For the most part, I am no longer trying to scale some impossible peak. I still grapple with it, to be sure, especially when it comes to things like savings and retirement and college tuition or owning a home, things I do not have. But I am beginning to know in my bones that these do not determine or define my "success."

I am proud of the home I provide for myself, my wife, my kids. I am proud of supporting Mani on her path. I am proud of doing my best as a mom, which does not mean I I don't often feel like I have no idea what I'm doing, just as being proud of my work doesn't mean I don't fall prey to comparing myself to others. I do. But I am getting better at catching myself and knowing that they are on their path and I am on mine, and not everyone is for everyone.

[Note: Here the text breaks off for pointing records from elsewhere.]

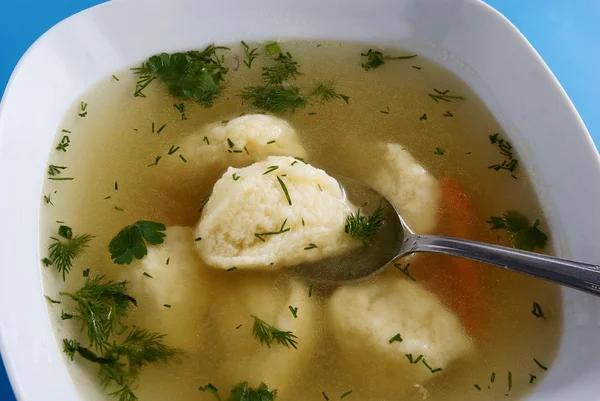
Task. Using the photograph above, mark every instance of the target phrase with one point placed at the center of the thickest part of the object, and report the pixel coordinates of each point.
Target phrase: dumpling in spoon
(255, 301)
(275, 213)
(241, 141)
(173, 289)
(390, 327)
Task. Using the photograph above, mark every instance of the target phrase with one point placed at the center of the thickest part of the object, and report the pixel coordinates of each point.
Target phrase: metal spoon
(397, 240)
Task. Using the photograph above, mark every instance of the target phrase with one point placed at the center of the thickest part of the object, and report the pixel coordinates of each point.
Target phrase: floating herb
(537, 311)
(281, 230)
(396, 338)
(376, 59)
(522, 234)
(65, 248)
(250, 54)
(443, 96)
(130, 242)
(294, 311)
(193, 75)
(268, 334)
(364, 228)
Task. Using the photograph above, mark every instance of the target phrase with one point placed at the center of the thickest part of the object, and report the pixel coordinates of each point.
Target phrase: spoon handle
(582, 276)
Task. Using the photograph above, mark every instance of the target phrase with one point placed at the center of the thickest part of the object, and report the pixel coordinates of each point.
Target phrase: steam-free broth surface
(128, 159)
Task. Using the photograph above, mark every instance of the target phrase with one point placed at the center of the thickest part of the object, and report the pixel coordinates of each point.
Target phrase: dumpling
(390, 327)
(405, 184)
(242, 141)
(269, 298)
(174, 293)
(275, 213)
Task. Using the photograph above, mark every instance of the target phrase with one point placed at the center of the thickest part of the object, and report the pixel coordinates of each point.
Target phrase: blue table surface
(564, 32)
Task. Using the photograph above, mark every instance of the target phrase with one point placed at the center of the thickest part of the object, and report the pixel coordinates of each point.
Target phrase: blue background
(566, 33)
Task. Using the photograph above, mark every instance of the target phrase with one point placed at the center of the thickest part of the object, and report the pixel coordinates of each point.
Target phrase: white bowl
(465, 36)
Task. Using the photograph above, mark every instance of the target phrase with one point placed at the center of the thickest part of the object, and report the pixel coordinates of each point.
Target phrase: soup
(171, 214)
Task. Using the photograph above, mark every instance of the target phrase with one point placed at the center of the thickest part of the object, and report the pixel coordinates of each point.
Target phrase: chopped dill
(285, 190)
(282, 229)
(443, 96)
(396, 338)
(364, 228)
(376, 59)
(523, 235)
(65, 248)
(294, 311)
(268, 334)
(250, 54)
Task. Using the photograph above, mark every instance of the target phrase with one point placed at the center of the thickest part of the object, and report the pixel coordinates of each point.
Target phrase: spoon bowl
(396, 240)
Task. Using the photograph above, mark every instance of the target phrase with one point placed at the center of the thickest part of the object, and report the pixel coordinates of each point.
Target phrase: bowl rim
(44, 353)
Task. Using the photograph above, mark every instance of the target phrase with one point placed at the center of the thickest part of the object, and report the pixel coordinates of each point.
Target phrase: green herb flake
(273, 48)
(52, 301)
(285, 190)
(396, 338)
(130, 242)
(249, 54)
(537, 311)
(522, 234)
(268, 334)
(539, 364)
(156, 160)
(158, 131)
(443, 96)
(364, 228)
(65, 248)
(282, 229)
(404, 270)
(270, 169)
(243, 392)
(64, 143)
(376, 59)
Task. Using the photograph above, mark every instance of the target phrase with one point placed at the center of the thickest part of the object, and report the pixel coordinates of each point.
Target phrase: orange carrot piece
(459, 285)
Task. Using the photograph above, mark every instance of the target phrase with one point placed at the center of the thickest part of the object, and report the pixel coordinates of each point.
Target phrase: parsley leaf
(131, 241)
(190, 75)
(243, 392)
(523, 235)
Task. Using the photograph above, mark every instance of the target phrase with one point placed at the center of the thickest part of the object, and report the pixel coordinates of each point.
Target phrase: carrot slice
(457, 280)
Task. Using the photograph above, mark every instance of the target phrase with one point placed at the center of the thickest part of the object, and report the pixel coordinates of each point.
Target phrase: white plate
(466, 36)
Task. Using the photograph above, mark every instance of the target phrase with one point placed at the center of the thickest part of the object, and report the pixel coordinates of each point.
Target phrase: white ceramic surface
(466, 36)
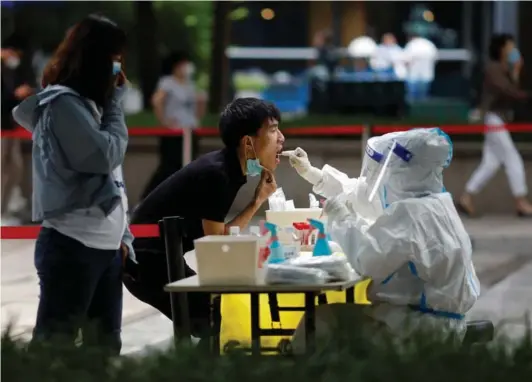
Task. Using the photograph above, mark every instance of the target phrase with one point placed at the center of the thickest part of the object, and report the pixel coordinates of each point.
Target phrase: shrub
(351, 358)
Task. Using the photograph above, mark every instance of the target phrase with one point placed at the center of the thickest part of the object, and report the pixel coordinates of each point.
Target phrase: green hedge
(357, 358)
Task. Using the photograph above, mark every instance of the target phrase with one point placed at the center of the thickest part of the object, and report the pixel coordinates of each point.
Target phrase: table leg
(310, 322)
(255, 323)
(180, 317)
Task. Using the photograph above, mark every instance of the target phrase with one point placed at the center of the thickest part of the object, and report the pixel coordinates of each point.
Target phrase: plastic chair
(172, 231)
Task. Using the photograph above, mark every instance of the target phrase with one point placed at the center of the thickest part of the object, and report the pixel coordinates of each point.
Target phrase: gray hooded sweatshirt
(74, 153)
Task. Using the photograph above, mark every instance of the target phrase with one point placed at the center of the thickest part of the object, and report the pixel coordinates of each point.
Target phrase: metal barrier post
(173, 232)
(187, 146)
(366, 134)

This fall, when I hit a rough patch, I was stricken by fear that everything would come crashing down. All I could see was ruin. I was even considering applying for jobs. Fear is part and parcel with this path, and I was in the throes of it. And one day, one hour, at a time, I made decisions and tapped into every possible resource -- inner and outer -- to get my footing back.


We don't often get to see how things get made -- sausage, taxes, books, businesses.

I think the more we look behind the curtain, the healthier we can be in our expectations of ourselves and the more compassionate we can be with each other.

Which leads me to conclude that real “success” does not always reaching some external benchmark, but can be a deeply seated internal feeling. It is not about how much money you make or how nice your house is or whether you can afford college for your kids. It is about knowing that you have done your best, you have shown up over and over and over for the people and things that matter most, you have failed and fallen down and found your way back up more times than you can count.

The real success is resilience.

The real resilience is living itself.